During the last two decades, over 100 proteomics studies have identified a variety of potential biomarkers in CSF of Alzheimer’s (AD) patients. Although several reviews have proposed specific biomarkers, to date, the statistical relevance of these proteins has not been investigated and no peptidomic analyses have been generated on the basis of specific up- or down- regulation. Herein, we perform an analysis of all unbiased explorative proteomics studies of CSF biomarkers in AD to critically evaluate whether proteins and peptides identified in each study are consistent in distribution; direction change; and significance, which would strengthen their potential use in studies of AD pathology and progression. We generated a database containing all CSF proteins whose levels are known to be significantly altered in human AD from 47 independent, validated, proteomics studies. Using this database, which contains 2022 AD and 2562 control human samples, we examined whether each protein is consistently present on the basis of reliable statistical studies; and if so, whether it is over- or under-represented in AD. Additionally, we performed a direct analysis of available mass spectrometric data of these proteins to generate an AD CSF peptide database with 3221 peptides for further analysis. Of the 162 proteins that were identified in 2 or more studies, we investigated their enrichment or depletion in AD CSF. This allowed us to identify 23 proteins which were increased and 50 proteins which were decreased in AD, some of which have never been revealed as consistent AD biomarkers (i.e.

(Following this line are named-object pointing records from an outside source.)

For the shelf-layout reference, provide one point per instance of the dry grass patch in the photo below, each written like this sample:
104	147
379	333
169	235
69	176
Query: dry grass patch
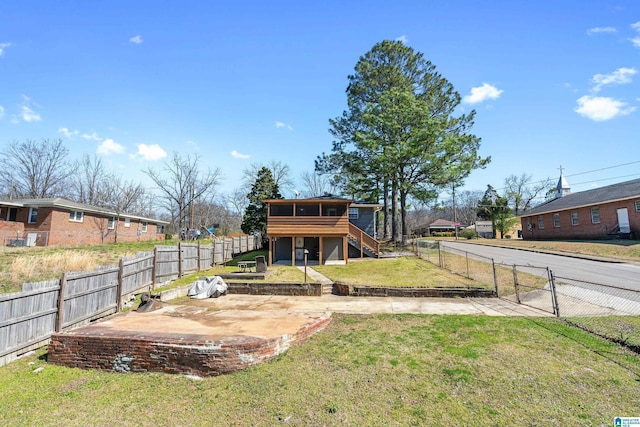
396	272
22	265
626	250
361	370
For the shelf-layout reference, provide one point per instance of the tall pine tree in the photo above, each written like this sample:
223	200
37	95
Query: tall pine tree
255	216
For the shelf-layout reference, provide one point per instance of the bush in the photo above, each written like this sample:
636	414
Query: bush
468	233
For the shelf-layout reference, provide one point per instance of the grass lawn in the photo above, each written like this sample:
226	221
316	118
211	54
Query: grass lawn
362	370
396	272
22	265
628	250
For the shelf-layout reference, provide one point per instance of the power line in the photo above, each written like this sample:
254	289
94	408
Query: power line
601	169
587	172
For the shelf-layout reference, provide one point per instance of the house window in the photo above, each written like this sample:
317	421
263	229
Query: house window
33	215
76	216
574	218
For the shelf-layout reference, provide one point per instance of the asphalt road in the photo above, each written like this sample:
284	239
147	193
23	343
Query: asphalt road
623	275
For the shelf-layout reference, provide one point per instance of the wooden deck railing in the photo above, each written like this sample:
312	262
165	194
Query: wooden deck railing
365	239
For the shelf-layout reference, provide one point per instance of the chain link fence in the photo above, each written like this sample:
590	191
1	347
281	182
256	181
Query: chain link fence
605	310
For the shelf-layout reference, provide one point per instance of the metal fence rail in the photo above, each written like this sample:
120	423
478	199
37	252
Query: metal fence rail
29	318
609	311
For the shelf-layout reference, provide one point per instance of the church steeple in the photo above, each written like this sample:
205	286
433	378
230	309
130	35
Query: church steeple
562	189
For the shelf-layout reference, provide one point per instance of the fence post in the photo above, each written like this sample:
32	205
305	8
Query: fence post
119	289
199	257
516	285
213	252
495	276
63	287
154	270
466	254
554	295
179	260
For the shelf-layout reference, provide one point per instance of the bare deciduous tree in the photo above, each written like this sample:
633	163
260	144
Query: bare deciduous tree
181	183
315	184
520	191
280	171
36	169
89	181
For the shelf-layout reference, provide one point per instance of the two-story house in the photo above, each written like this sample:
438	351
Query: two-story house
330	230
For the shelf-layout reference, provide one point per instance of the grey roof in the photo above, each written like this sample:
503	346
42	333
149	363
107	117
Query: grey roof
610	193
59	202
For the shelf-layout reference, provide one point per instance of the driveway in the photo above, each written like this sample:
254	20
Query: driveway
608	272
368	305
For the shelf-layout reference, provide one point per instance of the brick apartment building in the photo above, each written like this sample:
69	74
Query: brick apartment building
57	221
602	213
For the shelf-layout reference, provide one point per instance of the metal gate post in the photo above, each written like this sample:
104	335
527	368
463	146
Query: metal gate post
554	295
495	275
516	285
466	254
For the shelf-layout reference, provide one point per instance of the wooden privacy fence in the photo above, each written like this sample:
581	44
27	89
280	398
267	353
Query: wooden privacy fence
29	318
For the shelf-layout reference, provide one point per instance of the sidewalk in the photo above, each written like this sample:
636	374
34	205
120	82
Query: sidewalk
369	305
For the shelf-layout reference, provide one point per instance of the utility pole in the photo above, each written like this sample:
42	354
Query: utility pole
455	214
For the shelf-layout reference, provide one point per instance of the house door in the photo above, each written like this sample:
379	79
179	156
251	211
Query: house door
623	220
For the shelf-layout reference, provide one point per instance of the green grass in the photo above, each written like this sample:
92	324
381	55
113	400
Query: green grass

SPRC or MUC18). Regarding the analysis of the tryptic peptide database, we identified 87 peptides corresponding to 13 proteins as the most highly consistently altered peptides in AD. Analysis of tryptic peptide fingerprinting revealed specific peptides encoded by CH3L1, VGF, SCG2, PCSK1N, FBLN3 and APOC2 with the highest probability of detection in AD. Our study reveals a panel of 27 proteins and 21 peptides highly altered in AD with consistent statistical significance; this panel constitutes a potent tool for the classification and diagnosis of AD.

中文翻译：

---

对定义阿尔茨海默病的脑脊液蛋白和肽进行全面系统评价。

在过去的二十年中，超过 100 项蛋白质组学研究已经在阿尔茨海默病 (AD) 患者的脑脊液中鉴定出了多种潜在的生物标志物。尽管一些评论提出了特定的生物标志物，但迄今为止，这些蛋白质的统计相关性尚未得到研究，也没有基于特定上调或下调的肽组学分析进行生成。在此，我们对 AD 中脑脊液生物标志物的所有无偏见探索性蛋白质组学研究进行了分析，以批判性地评估每项研究中鉴定的蛋白质和肽的分布是否一致；方向改变；和意义，这将加强它们在 AD 病理学和进展研究中的潜在用途。我们根据 47 项独立、经过验证的蛋白质组学研究生成了一个包含所有 CSF 蛋白质的数据库，这些蛋白质的水平在人类 AD 中显着改变。使用这个包含 2022 年和 2562 个对照人类样本的数据库，我们在可靠的统计研究的基础上检查了每种蛋白质是否始终存在；如果是这样，它在 AD 中的代表性是否过高或过低。此外，我们对这些蛋白质的可用质谱数据进行了直接分析，以生成包含 3221 种肽的 AD CSF 肽数据库，以供进一步分析。在 2 项或多项研究中鉴定出的 162 种蛋白质中，我们研究了它们在 AD CSF 中的富集或消耗。这使我们能够鉴定出 AD 中 23 种增加的蛋白质和 50 种减少的蛋白质，其中一些蛋白质从未被揭示为一致的 AD 生物标志物（即 SPRC 或 MUC18）。通过对胰蛋白酶肽数据库的分析，我们确定了与 13 种蛋白质相对应的 87 种肽，它们是 AD 中变化最一致的肽。胰蛋白酶肽指纹图谱分析揭示了由 CH3L1、VGF、SCG2、PCSK1N、FBLN3 和 APOC2 编码的特定肽，在 AD 中检测到的概率最高。我们的研究揭示了一组 27 种蛋白质和 21 种肽在 AD 中发生了高度改变，具有一致的统计显着性；该小组构成了 AD 分类和诊断的有效工具。